Goldcorp’s donation of half a million dollars to UVic’s Peter B. Gustavson School of Business, which UVic says will foster “social and sustainable innovation,” should do more than raise your hackles. It should send your irony-spidey senses off the radar.
Vancouver-based Goldcorp has 14 000 employees worldwide and 20 mine projects (former, operational or in development): five in Canada, three in the U.S., five in Mexico, two in Argentina, one in Chile, one in the Dominican Republic, two in Guatemala and one in Honduras. And it is the Central American mines — where billions are being spent to scour earth for gold, silver and nickel — that have embroiled Goldcorp in a trial by the People’s Health Tribunal, violence, calls for permit suspensions and United Nations interventions.

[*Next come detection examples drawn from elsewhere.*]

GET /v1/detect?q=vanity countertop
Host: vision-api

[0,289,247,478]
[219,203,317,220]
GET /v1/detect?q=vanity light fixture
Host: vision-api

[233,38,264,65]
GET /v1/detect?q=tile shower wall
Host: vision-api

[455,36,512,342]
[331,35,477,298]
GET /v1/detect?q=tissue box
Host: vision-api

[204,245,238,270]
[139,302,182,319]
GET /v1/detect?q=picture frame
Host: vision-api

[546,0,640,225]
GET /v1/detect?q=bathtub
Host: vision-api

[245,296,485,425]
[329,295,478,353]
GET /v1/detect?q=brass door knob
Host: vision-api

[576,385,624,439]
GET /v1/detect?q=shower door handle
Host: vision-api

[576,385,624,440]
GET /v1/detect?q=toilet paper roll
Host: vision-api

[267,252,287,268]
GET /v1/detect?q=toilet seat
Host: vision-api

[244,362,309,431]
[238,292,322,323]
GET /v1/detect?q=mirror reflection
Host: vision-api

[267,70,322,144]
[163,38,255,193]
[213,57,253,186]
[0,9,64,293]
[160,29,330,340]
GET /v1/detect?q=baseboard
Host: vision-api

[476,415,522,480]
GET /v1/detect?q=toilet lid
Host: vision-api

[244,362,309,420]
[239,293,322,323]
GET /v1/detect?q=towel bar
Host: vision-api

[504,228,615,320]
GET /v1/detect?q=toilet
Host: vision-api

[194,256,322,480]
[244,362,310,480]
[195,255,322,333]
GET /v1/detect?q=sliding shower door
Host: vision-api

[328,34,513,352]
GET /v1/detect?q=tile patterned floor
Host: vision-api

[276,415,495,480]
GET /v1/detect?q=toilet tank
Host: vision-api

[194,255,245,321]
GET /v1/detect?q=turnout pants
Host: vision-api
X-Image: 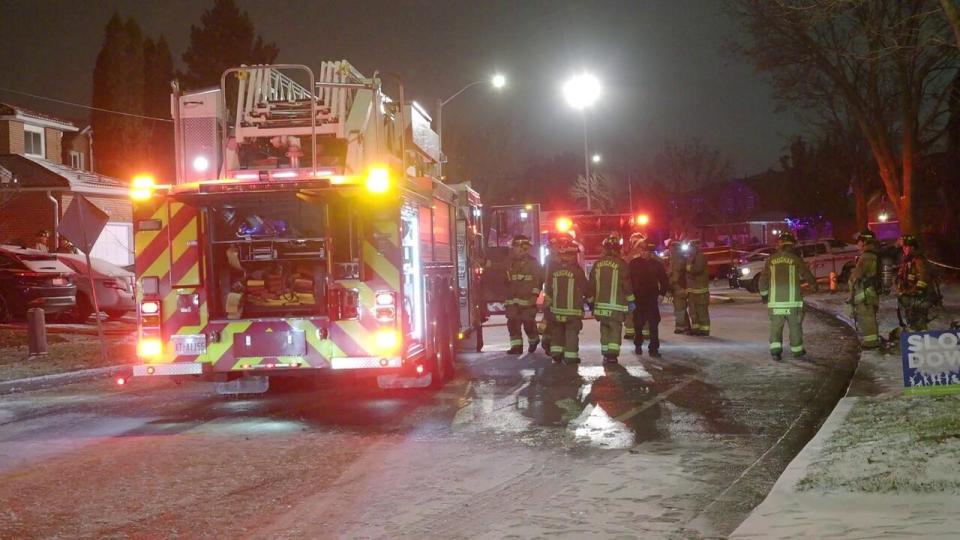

In particular, Goldcorp’s Marlin Mine in San Miguel Ixtahuacán and Sipacapa municipalities of Guatemala has been a glaring example of why Canadians are getting a bad reputation in Latin America.
The United Nations International Labour Organization (ILO) has called for a complete suspension of the mine’s operations with no renewal. Indigenous Mayan communities in Sipacapa had filed complaints with the Office of Compliance Advisor/Ombudsman (CAO), which reports to the World Bank Group, saying that the mine was developed without adequate consultation and claiming that it violated their rights as indigenous peoples.
Chuck Jeannes, Goldcorp president and chief executive officer, was recently quoted in the Times Colonist saying, “Goldcorp is committed to making a positive difference in the communities where we are located.” With reports of five workers being shot with rubber ammunition by Goldcorp security forces one month ago in Guatemala, I wonder what type of a difference Jeannes feels Goldcorp is making in that community?
Saul Klein, dean and Lansdowne professor of International Business at the Gustavson School of Business, told the Martlet in an email, “The Centre for Social and Sustainable Innovation (CSSI) ensures that sustainability and the progress of social responsibility permeate everything that we do at Gustavson. Goldcorp’s funding will help CSSI support even more scholarship and action. The donation will strengthen and expand Gustavson’s capacity for research into issues integral to sustainable and socially responsible business practices.”
In contrast, Tamara Herman, a B.C.-based community organizer who has been working on mining-related issues for several years, explained in an email, “Goldcorp may seem like an ideal corporate donor in Canada, but the company has been accused of serious human and environmental rights violations in Latin America. Communities living beside Goldcorp’s Marlin Mine in Guatemala have reported human health problems and water pollution while actively opposing the loss of their homes, the destruction of their traditional territories and infringements on their land rights. In Chile last year, the Supreme Court rendered the environmental assessment for Goldcorp’s El Morro mine null because of its failure to consult local indigenous and peasant communities whose lands would be lost.”
There are some extremely important unanswered questions that need to
be addressed before UVic decides to aid and abet the reputation of such a controversial corporation.
“As a former UVic student, I would ask some critical questions about why this particular corporation is donating $500 000 to the business school. I would also ask what message UVic’s acceptance of the donation sends to the global community,” wrote Herman.
Nedjo Rogers, a member of the Mining Justice Action Committee who recently returned from working with communities in Ecuador impacted by Canadian mining projects, echoed Herman’s concerns about UVic’s reputation. “This sort of corporate relationship casts doubt on UVic’s status as a centre of independent and critical thought,” he wrote.
Seb Bonet, research co-ordinator of the Vancouver Island Public Research Group (VIPIRG) asked, “If the UVic faculty of business is so interested in sustainability, why is it helping to launder Goldcorp’s reputation? UVic wants us to look at its shiny new clothes, but when you go to the back of the store, it’s the same old story: its corporate product is soaked in the blood and suffering of [indigenous communities].”
The UVic community isn’t the first to have students resisting the funding from Goldcorp. What kind of compromise is being made for funding at our universities?
“When we found out that [Simon Fraser University] sold the naming rights for SFU Vancouver to Goldcorp for $10 million, we were concerned that SFU was helping Goldcorp ‘charitywash’ their image,” said Myka Abramson, who was heavily involved with the SFU Against Goldcorp and Gentrification working group in Burnaby and Vancouver.
UVic can do better than bolstering the reputation of a textbook example of an unethical, exploitative and controversial corporation. The $500 000 would be nice, but perhaps fostering social and sustainable innovation is something tainted money can’t buy. It’s not worth the compromise.